He reluctantly let Sienna sit in the foot well, after initially asking her to go in the boot.
“While I was getting out of the car at home, he walked around to the boot, no talking or anything and pulled out a dust buster and as soon as we stepped away started cleaning.
“There are multiple people in the blind community who have similar issues, but I don’t say much.”
If driver cancelled a ride, a new car was automatically dispatched, but people could be left waiting to be picked up for up to 90 minutes, especially during the busy times in Auckland, she said.
“Often this happens three times before a car is willing to take us.”
Epileptic woman Nina Gellert was verbally abused and refused by an Uber driver because of her service dog, Val, in July.
Blind Low Vision NZ head of access and awareness, Dan Shepherd, said it as aware of an increasing number of people with guide dogs being refused rides with Uber.
“It is very disappointing that our clients and their Guide Dogs are still experiencing barriers to accessing their communities with transport providers in New Zealand, in 2022.
“We hope that Uber and other rideshare providers will listen and remove these barriers preventing our community from living a life without limits.”
An Uber spokesperson said the company was aware of service animal refusal in its company.
“Uber continues to develop strong policies to prevent this from happening, but for these policies to be effective, and so we can continually improve them, it’s important that riders report instances of service animal refusals to us,” she said.
Its aim was to always educate driver-partners in relation to assistance animals when they sign up to the app, through specific education modules, and then on a regular, ongoing basis.
It had also developed the service assistance program, to improve the experience for people with a service animal, including an exclusive phone number for program participants and specially trained Uber agents who will recognise that the caller has a service animal, proactive service refusal monitoring and driver education.
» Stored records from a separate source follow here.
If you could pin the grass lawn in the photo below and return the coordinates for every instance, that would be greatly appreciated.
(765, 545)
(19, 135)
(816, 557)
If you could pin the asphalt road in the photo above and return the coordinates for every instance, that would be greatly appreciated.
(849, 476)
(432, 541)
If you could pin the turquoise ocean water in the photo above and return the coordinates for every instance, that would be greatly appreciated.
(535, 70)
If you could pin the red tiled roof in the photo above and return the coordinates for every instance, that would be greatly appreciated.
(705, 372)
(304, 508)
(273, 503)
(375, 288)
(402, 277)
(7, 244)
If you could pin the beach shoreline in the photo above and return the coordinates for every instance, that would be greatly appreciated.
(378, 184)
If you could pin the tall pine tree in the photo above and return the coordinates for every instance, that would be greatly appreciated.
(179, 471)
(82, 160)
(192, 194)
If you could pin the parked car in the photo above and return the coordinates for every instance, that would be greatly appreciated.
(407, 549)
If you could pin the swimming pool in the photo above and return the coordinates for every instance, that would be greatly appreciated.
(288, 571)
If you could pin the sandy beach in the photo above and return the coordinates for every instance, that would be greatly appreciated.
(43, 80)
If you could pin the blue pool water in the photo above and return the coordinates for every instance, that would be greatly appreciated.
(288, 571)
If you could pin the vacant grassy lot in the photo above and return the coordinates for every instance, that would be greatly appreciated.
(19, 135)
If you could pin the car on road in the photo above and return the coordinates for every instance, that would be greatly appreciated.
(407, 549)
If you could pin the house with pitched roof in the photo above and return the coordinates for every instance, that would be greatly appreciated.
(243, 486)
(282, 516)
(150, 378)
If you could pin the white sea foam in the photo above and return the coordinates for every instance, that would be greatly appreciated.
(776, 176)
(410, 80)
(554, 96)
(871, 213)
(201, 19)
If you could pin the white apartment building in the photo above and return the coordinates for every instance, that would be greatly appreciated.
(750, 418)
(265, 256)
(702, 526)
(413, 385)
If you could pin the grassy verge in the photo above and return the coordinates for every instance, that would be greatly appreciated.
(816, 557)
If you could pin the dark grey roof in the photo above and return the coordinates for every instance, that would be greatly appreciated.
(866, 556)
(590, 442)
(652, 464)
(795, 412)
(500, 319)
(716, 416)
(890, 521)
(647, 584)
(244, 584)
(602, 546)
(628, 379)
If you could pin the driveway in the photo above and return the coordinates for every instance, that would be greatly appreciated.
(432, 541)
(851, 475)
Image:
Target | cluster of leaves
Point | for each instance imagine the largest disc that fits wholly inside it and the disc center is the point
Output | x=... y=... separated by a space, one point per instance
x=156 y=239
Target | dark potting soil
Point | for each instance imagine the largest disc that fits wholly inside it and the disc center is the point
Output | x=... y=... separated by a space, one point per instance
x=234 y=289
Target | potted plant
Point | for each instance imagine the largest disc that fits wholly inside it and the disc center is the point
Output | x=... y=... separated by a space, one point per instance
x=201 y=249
“The service assistance program is the result of direct engagement between Uber New Zealand and members of the blind and low vision community who wanted us to take a more proactive approach.
“This initiative invites riders with an assistance animal to voluntarily opt in to access features that are designed to improve their experience on the platform. This program is a first for Uber, and it will evolve over time in line with feedback received from the blind and low vision community.”
Britnell, is a member of the program and informs the company about every ride refusal she has and said it was “very responsive”.
However, she wondered if the issue was broader than a policy around service animals, but related to everyday exposure and knowledge of disability and access needs in society.
“The majority of people I encounter do not know about disability or access needs,” she said.